A retrospective analysis was conducted on 35 obese patients who underwent vNOTES for benign ovarian tumor resection at Qinghai Red Cross Hospital from January 2021 to June 2024, and 41 obese patients who received multi-port laparoscopic ovarian tumor resection during the same period. Clinical data were collected and compared to assess the outcomes of both surgical techniques. This retrospective study was conducted at Qinghai Red Cross Hospital and it adhered to the principles outlined in the Declaration of Helsinki. The study was approved by the ethics committee of Qinghai Red Cross Hospital (LW-2024-136). Individual consent was obtained from all patients in this retrospective analysis.

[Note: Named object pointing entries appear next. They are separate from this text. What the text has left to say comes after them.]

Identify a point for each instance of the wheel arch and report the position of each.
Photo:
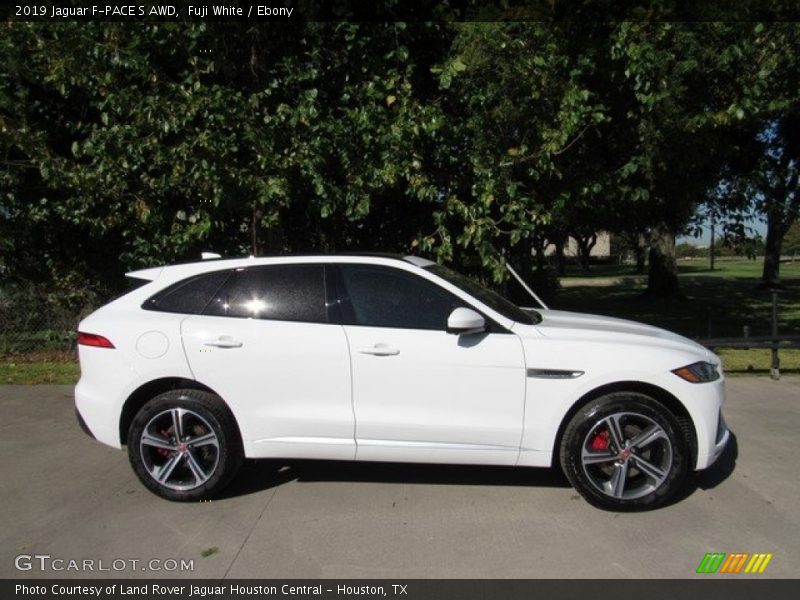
(660, 395)
(150, 390)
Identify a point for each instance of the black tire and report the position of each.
(595, 464)
(197, 466)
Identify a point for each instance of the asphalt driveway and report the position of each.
(71, 498)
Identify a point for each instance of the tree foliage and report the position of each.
(126, 146)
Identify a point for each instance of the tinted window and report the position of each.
(386, 297)
(488, 297)
(279, 292)
(189, 296)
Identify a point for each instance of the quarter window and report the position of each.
(189, 296)
(277, 292)
(384, 297)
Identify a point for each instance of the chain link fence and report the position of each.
(33, 320)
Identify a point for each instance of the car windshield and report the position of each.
(491, 299)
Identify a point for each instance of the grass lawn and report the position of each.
(718, 303)
(40, 367)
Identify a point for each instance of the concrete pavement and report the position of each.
(69, 497)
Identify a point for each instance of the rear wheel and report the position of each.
(184, 445)
(625, 451)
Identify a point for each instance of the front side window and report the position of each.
(276, 292)
(376, 296)
(189, 296)
(491, 299)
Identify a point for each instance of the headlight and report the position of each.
(700, 372)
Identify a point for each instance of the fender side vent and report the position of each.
(554, 373)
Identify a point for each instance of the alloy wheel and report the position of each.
(626, 455)
(179, 449)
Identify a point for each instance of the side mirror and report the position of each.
(465, 320)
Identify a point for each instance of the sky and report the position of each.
(704, 240)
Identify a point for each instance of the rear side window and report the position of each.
(189, 296)
(277, 292)
(377, 296)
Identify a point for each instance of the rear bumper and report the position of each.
(83, 424)
(723, 437)
(97, 414)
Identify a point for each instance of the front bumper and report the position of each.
(704, 402)
(722, 439)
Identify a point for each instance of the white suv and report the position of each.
(387, 358)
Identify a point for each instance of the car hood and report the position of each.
(579, 326)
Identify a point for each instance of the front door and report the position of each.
(421, 394)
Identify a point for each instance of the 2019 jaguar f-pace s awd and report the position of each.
(382, 358)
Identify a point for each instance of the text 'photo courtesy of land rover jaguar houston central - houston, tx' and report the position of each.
(388, 358)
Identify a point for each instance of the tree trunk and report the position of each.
(770, 276)
(585, 245)
(662, 278)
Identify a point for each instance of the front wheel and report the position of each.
(184, 445)
(625, 451)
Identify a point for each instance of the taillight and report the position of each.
(92, 339)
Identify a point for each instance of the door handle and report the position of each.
(224, 341)
(379, 350)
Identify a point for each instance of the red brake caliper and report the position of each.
(163, 451)
(600, 441)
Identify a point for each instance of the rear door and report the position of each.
(267, 345)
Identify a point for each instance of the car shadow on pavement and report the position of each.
(258, 475)
(710, 478)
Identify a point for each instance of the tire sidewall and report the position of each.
(205, 405)
(589, 416)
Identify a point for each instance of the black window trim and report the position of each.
(332, 319)
(344, 306)
(175, 286)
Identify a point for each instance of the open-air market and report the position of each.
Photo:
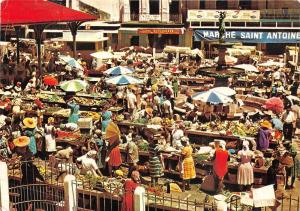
(138, 105)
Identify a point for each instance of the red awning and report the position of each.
(29, 12)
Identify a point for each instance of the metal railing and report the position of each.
(95, 194)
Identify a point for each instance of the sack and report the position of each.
(208, 183)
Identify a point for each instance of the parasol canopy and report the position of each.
(73, 85)
(211, 97)
(71, 62)
(119, 70)
(229, 60)
(102, 55)
(274, 104)
(247, 67)
(224, 91)
(123, 80)
(50, 80)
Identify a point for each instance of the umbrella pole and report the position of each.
(73, 28)
(18, 34)
(38, 30)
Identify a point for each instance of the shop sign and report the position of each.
(149, 17)
(160, 31)
(231, 15)
(248, 36)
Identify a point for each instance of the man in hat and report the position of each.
(220, 168)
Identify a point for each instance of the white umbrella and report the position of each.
(119, 70)
(247, 67)
(211, 97)
(102, 55)
(123, 80)
(271, 63)
(224, 91)
(71, 62)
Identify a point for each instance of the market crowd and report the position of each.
(29, 135)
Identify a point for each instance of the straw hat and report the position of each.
(29, 123)
(21, 141)
(266, 124)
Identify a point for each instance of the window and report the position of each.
(221, 4)
(174, 7)
(202, 4)
(245, 4)
(154, 7)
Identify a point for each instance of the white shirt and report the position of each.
(131, 100)
(167, 107)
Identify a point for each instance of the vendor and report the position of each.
(264, 135)
(29, 130)
(129, 187)
(188, 165)
(112, 134)
(106, 119)
(177, 135)
(220, 168)
(50, 133)
(245, 175)
(74, 115)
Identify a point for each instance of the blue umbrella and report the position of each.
(119, 70)
(123, 80)
(212, 97)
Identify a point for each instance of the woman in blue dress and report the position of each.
(106, 119)
(74, 116)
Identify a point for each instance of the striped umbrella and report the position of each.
(119, 70)
(73, 85)
(211, 97)
(123, 80)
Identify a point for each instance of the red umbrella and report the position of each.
(50, 80)
(274, 104)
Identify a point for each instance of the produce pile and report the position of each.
(88, 101)
(50, 98)
(89, 114)
(231, 128)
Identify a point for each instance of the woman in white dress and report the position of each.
(50, 131)
(245, 176)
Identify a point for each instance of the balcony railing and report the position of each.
(290, 14)
(162, 17)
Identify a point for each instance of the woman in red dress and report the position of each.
(129, 187)
(220, 168)
(112, 134)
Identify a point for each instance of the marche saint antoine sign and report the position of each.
(248, 36)
(160, 31)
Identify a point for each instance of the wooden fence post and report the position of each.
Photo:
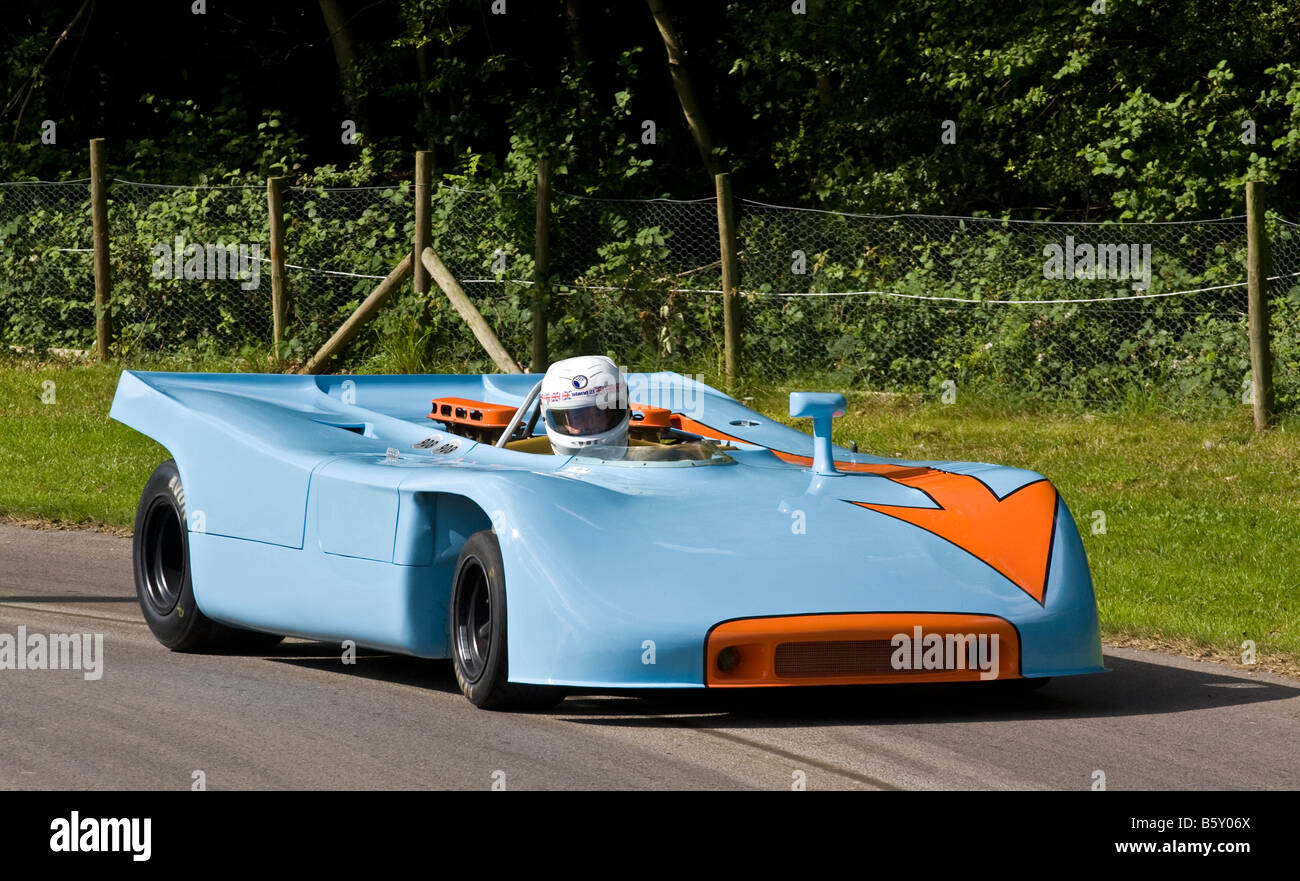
(731, 276)
(368, 309)
(423, 205)
(103, 269)
(276, 221)
(542, 264)
(1259, 265)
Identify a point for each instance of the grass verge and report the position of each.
(1190, 523)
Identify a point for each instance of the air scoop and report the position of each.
(819, 407)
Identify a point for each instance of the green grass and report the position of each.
(1201, 538)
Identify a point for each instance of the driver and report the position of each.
(585, 407)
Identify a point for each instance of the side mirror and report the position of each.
(819, 407)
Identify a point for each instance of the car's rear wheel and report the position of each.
(479, 636)
(163, 584)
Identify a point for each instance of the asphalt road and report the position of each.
(298, 717)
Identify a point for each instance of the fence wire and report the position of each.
(1060, 311)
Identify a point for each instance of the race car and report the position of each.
(430, 516)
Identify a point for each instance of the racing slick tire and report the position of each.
(477, 632)
(160, 552)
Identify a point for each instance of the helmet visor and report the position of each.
(585, 421)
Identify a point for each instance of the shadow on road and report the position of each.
(416, 672)
(1134, 688)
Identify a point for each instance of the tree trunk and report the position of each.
(690, 107)
(345, 56)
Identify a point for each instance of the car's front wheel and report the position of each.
(163, 584)
(479, 636)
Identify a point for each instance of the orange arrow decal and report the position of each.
(1013, 534)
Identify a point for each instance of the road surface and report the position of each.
(299, 717)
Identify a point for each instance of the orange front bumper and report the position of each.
(861, 649)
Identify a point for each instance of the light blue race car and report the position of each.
(428, 515)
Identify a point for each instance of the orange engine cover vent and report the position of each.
(462, 411)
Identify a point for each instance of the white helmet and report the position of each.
(585, 404)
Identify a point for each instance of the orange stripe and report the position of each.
(754, 643)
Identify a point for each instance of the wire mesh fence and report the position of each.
(1090, 312)
(47, 290)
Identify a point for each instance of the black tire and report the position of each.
(477, 632)
(163, 586)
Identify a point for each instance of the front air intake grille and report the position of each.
(833, 658)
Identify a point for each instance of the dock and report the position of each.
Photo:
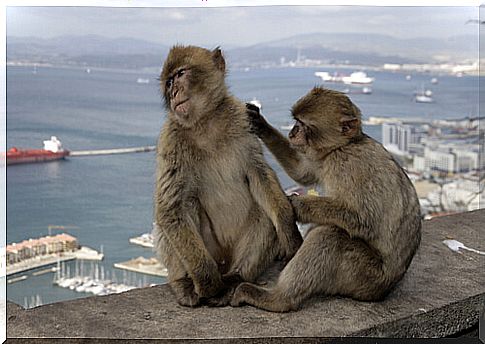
(37, 262)
(113, 151)
(84, 252)
(145, 240)
(149, 266)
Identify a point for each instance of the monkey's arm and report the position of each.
(264, 186)
(280, 147)
(177, 216)
(326, 210)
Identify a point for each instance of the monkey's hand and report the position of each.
(290, 240)
(208, 285)
(298, 206)
(258, 123)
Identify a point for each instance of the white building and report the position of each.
(450, 158)
(400, 138)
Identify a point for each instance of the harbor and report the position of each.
(93, 279)
(150, 266)
(35, 253)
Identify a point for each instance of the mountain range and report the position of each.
(354, 48)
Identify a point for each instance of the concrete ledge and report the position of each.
(441, 295)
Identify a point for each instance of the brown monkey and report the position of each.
(367, 226)
(220, 213)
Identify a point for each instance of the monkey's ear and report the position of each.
(349, 125)
(219, 59)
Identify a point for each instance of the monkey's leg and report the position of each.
(329, 262)
(329, 211)
(255, 251)
(178, 279)
(267, 192)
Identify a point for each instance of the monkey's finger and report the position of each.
(252, 107)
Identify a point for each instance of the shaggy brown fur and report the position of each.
(367, 226)
(221, 215)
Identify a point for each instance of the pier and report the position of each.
(150, 266)
(113, 151)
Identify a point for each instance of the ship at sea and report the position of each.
(52, 151)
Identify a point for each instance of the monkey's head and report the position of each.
(325, 120)
(192, 83)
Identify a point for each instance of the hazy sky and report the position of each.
(239, 25)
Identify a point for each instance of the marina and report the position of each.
(92, 279)
(145, 240)
(150, 266)
(44, 251)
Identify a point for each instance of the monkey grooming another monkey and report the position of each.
(221, 216)
(366, 228)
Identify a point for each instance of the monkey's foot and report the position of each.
(239, 297)
(221, 301)
(231, 281)
(184, 292)
(189, 300)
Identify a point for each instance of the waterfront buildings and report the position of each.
(31, 248)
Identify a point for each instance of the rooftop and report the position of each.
(441, 295)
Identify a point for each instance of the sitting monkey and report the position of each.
(366, 228)
(221, 216)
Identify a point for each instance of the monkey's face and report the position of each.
(177, 87)
(192, 82)
(298, 135)
(325, 120)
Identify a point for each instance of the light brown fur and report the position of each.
(221, 215)
(367, 226)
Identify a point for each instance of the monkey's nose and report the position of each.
(175, 91)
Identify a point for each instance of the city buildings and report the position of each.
(31, 248)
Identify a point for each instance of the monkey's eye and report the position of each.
(169, 82)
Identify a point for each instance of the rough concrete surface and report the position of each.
(441, 295)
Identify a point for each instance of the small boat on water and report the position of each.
(357, 78)
(256, 102)
(423, 98)
(52, 151)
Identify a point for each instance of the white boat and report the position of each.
(357, 78)
(422, 98)
(256, 102)
(327, 77)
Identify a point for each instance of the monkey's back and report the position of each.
(382, 194)
(218, 155)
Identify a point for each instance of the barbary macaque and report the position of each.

The inclusion criteria were: (1)BMI ≥ 30 kg/m2. (2)Being between 18 and 50 years old. (3)Having a preoperative risk of malignancy index (RMI) indicating a high likelihood of a benign condition. (4)Having regular postoperative follow-up. (5)Providing informed consent by agreeing to participate in the study and signing a consent form. The exclusion criteria were: (1)Patients identifying as asexual. (2)Patients with vaginal stenosis. (3)Patients with vaginal infections. (4)Patients with a history of pelvic surgery. (5)Patients with ovarian cysts larger than 10 cm. (6)Suspected cases of pelvic adhesion. (7)Suspected cases of malignancy. (8)Pregnant Patients.

Surgical techniques

All patients underwent rapid pathologic diagnosis during surgery and all pathological diagnoses were benign. whether or not to place a drain postoperatively was based on selective intraoperative placement, such as the need to place a drain for large surgical wounds and heavy bleeding. In addition, all patients followed the discharge criteria: resumption of a semi-liquid diet; cessation of intravenous rehydration; good pain relief with oral analgesic medication; good wound healing with no signs of infection; and good organ functional status on review and free movement.

MPLS

Under general anesthesia, we selected puncture points at the umbilical region, McBurney’s point, the reverse McBurney’s point, and the midpoint between the reverse McBurney’s point and the umbilicus. Trocar lapascopy and operative instruments were inserted at these sites. Through careful laparoscopic examination of the pelvic cavity, we identified the affected ovary and observed the cyst’s location, diameter, and mobility. The ovarian cortex of the affected ovary was dissected, and the cyst was separated from the normal ovarian tissue, taking care to avoid cyst rupture. The cyst wall was gradually peeled away and placed in a specimen retrieval bag for extraction. The ovarian incision was sutured with absorbable stitches, followed by rapid pathological examination. The pelvic and abdominal cavities were irrigated with saline, a drainage tube was placed, and the puncture sites were sutured.

vNOTES

The surgery was performed by two experienced obstetricians and gynecologists with specialized training in vNOTES and one assistant surgeon from Qinghai Red Cross Hospital. Under general anesthesia, the cervix and posterior vaginal fornix were exposed, and a vasopressin solution (0.12 U/mL) was injected at the junction of the cervical and posterior vaginal wall mucosa to separate the vaginal rectal space. A 2 cm arcuate incision was made at the top of the posterior fornix, the rectum was bluntly separated, and the peritoneum at the rectouterine pouch was opened to access the pelvic cavity. A port was installed, and pneumo-peritoneum was established with an intraoperative pressure maintained at 8–10 mmHg. The remainder of the procedure followed MPLS protocols. The resected specimen was removed transvaginally, and the peritoneum and vaginal wall were sutured with absorbable stitches. An iodine-soaked gauze was placed inside the vagina and removed after 24 h. (see Fig. 1).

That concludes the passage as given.